EDITORIAL
Um pouco de tino na discussão sobre os sefarditas
Para se obter a nacionalidade, é preciso querer, sentir e
merecer sem discussão. Não podem bastar uns milhares de euros investidos numa
árvore genealógica, num parecer ou nos serviços de advogados que se
especializaram no negócio.
MANUEL CARVALHO
23 de Maio de
2020, 5:30
A discussão sobre
a concessão de nacionalidade portuguesa a descendentes de sefarditas envolve
traumas da memória histórica, preconceitos larvares da xenofobia ou emoções
bafientas do patriotismo nacionalista e tem, por isso, todos os ingredientes
para correr mal. Deixou, por exemplo, de ser possível afirmar que a
nacionalização desses descendentes se transformou num negócio especulativo. É
arriscado discutir sobre se faz sentido atribuir nacionalidade portuguesa a
membros de comunidades com uma ligação distante e remota ao país. É quase até
proibido tentar perceber se os mecanismos que ligam essas comunidades à sefarad
dos séculos XVI e XVII se baseiam em provas cabais, ou se não há o risco de
falsificação da memória.
Ponto prévio: a
lei de 2013 que abriu a oportunidade de nacionalização aos sefarditas é nos
seus princípios e nas suas finalidades de uma irrecusável justiça. Talvez por
isso foi aprovada por unanimidade e acolhida com simpatia pelos portugueses.
Mas, passaram sete anos, e é normal e desejável que o legislador faça a sua
avaliação e, eventualmente, lhe introduza correcções.
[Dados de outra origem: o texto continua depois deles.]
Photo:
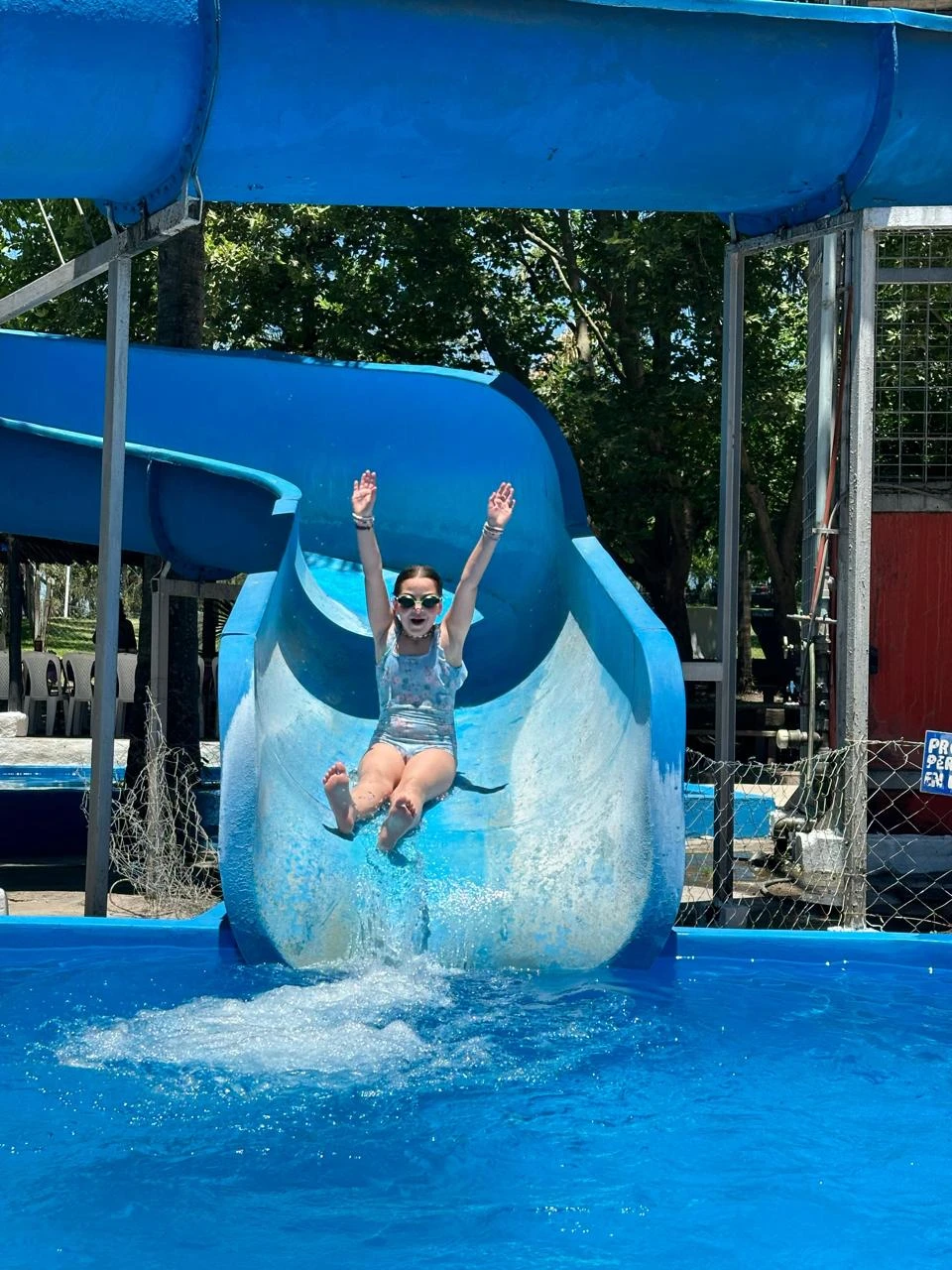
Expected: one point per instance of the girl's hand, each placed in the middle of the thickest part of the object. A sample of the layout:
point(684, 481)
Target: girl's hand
point(500, 506)
point(365, 494)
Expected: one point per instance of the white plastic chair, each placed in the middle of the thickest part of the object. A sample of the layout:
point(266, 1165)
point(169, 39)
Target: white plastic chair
point(126, 693)
point(79, 679)
point(42, 685)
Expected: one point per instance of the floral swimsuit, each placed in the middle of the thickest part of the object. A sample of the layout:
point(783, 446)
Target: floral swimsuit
point(416, 698)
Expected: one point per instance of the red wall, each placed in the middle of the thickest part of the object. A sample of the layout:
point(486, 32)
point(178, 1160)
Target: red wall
point(910, 611)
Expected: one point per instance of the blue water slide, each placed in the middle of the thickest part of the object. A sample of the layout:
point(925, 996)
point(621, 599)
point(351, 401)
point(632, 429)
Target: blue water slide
point(563, 837)
point(774, 112)
point(565, 832)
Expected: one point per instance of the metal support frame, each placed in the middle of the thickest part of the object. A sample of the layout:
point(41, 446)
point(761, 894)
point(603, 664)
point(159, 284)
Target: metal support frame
point(728, 552)
point(117, 350)
point(166, 588)
point(139, 238)
point(855, 567)
point(114, 257)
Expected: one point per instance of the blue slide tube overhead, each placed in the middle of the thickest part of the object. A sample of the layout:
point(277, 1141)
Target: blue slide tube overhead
point(563, 835)
point(774, 112)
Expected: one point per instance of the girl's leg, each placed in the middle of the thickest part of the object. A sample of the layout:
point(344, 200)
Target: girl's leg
point(425, 776)
point(379, 774)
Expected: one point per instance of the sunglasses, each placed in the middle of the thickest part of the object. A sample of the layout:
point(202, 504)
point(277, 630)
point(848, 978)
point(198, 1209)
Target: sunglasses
point(409, 602)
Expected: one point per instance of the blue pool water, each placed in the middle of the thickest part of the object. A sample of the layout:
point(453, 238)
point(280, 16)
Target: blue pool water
point(176, 1110)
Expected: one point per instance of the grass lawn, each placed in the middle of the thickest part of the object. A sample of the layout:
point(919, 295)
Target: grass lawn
point(67, 635)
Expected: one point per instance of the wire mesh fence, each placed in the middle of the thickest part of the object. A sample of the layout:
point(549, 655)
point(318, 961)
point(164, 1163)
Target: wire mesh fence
point(159, 848)
point(805, 855)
Espanha, que aprovou uma lei
bastante mais exigente do que portuguesa (exigia que falassem castelhano e
tinham de receber o passaporte num registo em Espanha, por exemplo), acabou com
a concessão de nacionalidade em 2019 e em boa razão pelos mesmos motivos que
levam o parlamento a suscitar a sua reanálise: os pedidos de nacionalidade
avolumaram-se, combinando pretensões legítimas e sinceras de descendentes de
sefarditas com interesses cuja finalidade é apenas a obtenção de um passaporte
europeu, português ou lituano tanto faz.
É por isso que,
se faz todo o sentido manter aberta a nacionalidade portuguesa a descendentes
de sefarditas sem exigências discutíveis, não se pode considerar que a
exigência de uma “efectiva ligação à comunidade nacional” seja uma manifestação
de antissemitismo, como se chegou a ouvir por aí. A cidadania portuguesa pode
depender de uma vaga, porque remota, ligação a Portugal. Para se obter a
nacionalidade, é preciso querer, sentir e merecer sem discussão. Não podem
bastar uns milhares de euros investidos numa árvore genealógica, num parecer das
comunidades israelitas de Lisboa e Porto e nos serviços de advogados que se
especializaram no negócio. A culpa histórica não basta para se prescindir de
exigências similares às que são colocadas aos netos de portugueses que
pretendem a nacionalidade. Com o número de pedidos de nacionalidade de
sefarditas a disparar, há-de ser possível um equilíbrio entre a reparação
histórica e a abertura ao mundo que se exigem com os valores inerentes à
condição de nacionalidade que não se dispensam.